Moore told Green he was able to place McGray in the immediate area where Way worked and lived by analyzing where the serial killer received his welfare cheques in 1995. The RCMP investigator also exchanged personal correspondence with McGray and says he assessed his psychiatric reports.
In addition, Green’s report says Moore also looked at Avery Greenough, a serial sex offender, including identifying the possibility that he owned a vehicle similar to the one seen near the Way murder scene.
In early 2005, Moore sent memos to RCMP Insp. Leo O’Brien, the head of the ViCLAS unit, asking how to disclose his findings to the officers leading the investigation. However, O’Brien — who had received emails indicating that Kennedy was seeking disclosure — replied “he was not in a position to do anything,” says the federal report.
Moore was transferred in mid-March 2004, and his work on the Brenda Way murder was later erased and hundreds of documents he kept in banker boxes and a timeline chart disappeared, says Green’s report.
For Kennedy, these revelations are ”astounding” as he thinks back to the events between 2004 and his frustrating appeal effort.
After taking on Assoun’s case, he received a box of Crown materials that he sat reading in his St. John’s, N.L., office, and was startled to discover the 1999 trial, at which Assoun defended himself, included disclosure of other potential suspects.
“There was a separate volume labelled ‘other suspects,’ and I read it with amazement … none of that had come out,” he recalled.
It became an important line of inquiry, prompting Kennedy to hire Fitzsimmons and to try to introduce the findings as “fresh evidence” before the Court of Appeal.
He says fresh evidence is critical in cases like this, as it often leads appeal courts to order a new trial because the jurors made their decision without seeing relevant information.

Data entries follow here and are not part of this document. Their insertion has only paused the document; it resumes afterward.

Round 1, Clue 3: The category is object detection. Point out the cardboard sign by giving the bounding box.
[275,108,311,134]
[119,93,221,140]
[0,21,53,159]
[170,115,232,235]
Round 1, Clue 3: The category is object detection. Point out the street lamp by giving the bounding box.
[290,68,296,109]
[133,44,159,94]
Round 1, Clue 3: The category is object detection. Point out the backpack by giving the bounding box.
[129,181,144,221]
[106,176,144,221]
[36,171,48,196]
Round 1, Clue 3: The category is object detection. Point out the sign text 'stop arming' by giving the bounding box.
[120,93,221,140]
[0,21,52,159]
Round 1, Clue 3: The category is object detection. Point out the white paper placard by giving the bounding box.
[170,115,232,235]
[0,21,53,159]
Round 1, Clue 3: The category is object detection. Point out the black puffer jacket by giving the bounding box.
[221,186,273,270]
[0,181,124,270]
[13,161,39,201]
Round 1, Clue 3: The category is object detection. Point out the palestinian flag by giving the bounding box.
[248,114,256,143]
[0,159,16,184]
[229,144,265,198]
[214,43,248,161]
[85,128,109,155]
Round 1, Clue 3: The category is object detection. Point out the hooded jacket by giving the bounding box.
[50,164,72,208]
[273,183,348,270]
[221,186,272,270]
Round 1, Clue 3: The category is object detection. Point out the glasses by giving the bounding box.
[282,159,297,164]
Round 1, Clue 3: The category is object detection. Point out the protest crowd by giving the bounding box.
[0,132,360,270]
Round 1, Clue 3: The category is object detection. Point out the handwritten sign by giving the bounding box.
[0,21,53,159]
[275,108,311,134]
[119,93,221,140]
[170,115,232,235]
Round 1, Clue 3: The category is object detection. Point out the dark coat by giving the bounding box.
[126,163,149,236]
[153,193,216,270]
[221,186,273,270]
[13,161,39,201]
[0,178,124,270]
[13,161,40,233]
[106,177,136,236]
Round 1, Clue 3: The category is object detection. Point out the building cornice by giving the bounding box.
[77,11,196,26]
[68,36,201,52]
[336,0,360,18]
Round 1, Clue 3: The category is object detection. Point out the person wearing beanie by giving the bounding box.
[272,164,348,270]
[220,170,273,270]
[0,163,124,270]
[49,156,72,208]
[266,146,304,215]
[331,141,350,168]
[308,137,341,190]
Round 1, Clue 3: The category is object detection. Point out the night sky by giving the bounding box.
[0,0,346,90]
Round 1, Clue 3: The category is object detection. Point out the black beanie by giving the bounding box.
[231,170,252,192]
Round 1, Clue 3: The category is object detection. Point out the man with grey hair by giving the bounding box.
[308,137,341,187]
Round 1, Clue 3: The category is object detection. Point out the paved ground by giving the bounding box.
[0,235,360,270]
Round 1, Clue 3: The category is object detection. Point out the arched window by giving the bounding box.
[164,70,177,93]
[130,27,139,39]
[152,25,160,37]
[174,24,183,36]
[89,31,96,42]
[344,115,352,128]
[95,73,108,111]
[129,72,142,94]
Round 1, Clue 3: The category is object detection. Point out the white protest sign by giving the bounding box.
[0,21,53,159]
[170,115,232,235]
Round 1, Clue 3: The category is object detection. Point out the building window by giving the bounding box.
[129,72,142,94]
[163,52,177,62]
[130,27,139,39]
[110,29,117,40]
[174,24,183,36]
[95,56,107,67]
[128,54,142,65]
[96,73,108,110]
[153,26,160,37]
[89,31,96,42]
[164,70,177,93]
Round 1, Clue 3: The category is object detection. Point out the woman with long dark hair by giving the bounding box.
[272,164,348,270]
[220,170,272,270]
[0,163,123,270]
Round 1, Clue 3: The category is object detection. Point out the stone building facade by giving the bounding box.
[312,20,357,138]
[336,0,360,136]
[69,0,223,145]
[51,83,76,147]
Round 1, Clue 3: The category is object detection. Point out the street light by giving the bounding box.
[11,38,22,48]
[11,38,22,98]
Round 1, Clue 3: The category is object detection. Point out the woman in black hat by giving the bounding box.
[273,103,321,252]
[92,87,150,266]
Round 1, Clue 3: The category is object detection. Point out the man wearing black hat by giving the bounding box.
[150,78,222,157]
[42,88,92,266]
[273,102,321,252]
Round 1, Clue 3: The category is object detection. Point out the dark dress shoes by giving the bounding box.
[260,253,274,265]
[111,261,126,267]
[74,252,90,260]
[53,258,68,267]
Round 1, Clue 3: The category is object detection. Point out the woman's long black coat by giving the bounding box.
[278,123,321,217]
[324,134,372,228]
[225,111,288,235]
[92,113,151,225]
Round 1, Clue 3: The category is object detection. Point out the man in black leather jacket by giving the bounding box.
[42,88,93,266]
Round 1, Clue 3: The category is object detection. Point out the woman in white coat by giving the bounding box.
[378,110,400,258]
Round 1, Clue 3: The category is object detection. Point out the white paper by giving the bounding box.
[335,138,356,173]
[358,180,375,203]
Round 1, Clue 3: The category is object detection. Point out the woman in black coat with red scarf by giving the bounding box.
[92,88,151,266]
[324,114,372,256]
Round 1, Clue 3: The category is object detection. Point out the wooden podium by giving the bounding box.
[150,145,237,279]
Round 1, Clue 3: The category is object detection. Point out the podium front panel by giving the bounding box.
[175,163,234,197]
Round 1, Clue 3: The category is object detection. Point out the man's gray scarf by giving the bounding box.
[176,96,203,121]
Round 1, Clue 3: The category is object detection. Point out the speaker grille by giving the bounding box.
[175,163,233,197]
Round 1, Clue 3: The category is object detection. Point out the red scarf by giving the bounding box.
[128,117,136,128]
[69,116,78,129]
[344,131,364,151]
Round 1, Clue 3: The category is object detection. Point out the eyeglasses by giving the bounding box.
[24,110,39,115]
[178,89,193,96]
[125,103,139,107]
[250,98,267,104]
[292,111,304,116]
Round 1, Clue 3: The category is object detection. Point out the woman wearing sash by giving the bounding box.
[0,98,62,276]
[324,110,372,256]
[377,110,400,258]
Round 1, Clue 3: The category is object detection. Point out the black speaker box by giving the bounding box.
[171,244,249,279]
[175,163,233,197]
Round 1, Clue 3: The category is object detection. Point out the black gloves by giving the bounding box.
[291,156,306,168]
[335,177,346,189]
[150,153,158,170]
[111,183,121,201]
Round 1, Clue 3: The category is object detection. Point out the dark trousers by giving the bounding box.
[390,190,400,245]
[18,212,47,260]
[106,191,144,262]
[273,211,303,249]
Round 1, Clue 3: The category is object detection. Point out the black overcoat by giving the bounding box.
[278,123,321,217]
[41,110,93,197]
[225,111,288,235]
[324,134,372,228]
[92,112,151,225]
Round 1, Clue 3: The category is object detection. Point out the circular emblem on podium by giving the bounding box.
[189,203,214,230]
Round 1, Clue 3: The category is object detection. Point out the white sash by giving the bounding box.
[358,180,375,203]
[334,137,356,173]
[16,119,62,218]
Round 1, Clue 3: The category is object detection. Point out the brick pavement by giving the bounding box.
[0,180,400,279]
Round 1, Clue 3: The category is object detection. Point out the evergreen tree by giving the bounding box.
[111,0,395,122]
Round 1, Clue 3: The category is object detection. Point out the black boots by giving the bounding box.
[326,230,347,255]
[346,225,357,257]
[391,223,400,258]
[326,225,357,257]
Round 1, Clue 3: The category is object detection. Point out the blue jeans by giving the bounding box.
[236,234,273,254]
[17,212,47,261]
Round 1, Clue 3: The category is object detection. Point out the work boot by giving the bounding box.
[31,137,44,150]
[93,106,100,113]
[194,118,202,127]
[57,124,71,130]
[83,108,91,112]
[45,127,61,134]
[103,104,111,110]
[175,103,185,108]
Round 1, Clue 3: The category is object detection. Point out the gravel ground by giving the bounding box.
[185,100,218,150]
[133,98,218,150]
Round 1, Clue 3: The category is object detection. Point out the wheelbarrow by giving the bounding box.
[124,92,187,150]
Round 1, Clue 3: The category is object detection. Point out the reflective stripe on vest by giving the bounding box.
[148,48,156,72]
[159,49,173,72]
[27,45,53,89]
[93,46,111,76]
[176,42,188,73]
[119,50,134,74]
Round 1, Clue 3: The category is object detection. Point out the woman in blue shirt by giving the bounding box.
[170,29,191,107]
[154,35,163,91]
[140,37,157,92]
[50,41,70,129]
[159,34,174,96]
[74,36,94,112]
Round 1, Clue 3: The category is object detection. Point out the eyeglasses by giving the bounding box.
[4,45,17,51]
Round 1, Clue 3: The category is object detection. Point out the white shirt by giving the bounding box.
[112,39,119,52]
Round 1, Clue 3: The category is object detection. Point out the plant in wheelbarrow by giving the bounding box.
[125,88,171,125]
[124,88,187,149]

“But we had nothing objective …. If we had information from the police showing that they considered McGray a suspect, that certainly would have carried weight with the Court of Appeal, looking back on it now,” he said.
In the federal report, Green says disclosure is required from police when evidence is considered relevant to a case, and where there’s “any information that has a reasonable possibility of assisting the defence in making full answer.”
David Currie, a professor of criminal law at the Schulich school of law at Dalhousie University, says he believes there was a legal obligation to disclose the material Moore had pulled together.
“If we accept it was not done in bad faith, it was still a violation of policy, and that policy is a very important one; data that amounts to undisclosed evidence on a file that has had any activity on it should be the data that’s protected most assiduously, not being left vulnerable to ‘accidental’ deletion,” Currie wrote in an email.
Jerome Kennedy says he never forgot losing the case. The last task he undertook before leaving his law practice to run for office in 2006 was to write a 60-page memo that he sent to Innocence Canada asking them to consider taking on Assoun’s case.
It was read by lawyer Sean MacDonald, who started working on the file that eventually freed Assoun in 2014.
The RCMP has now confirmed Moore’s documentation should not have been destroyed in 2004, however it said in an email some of the information Kennedy requested “is not generally disclosed” to defence counsel and there was no malice intended in the destruction of evidence.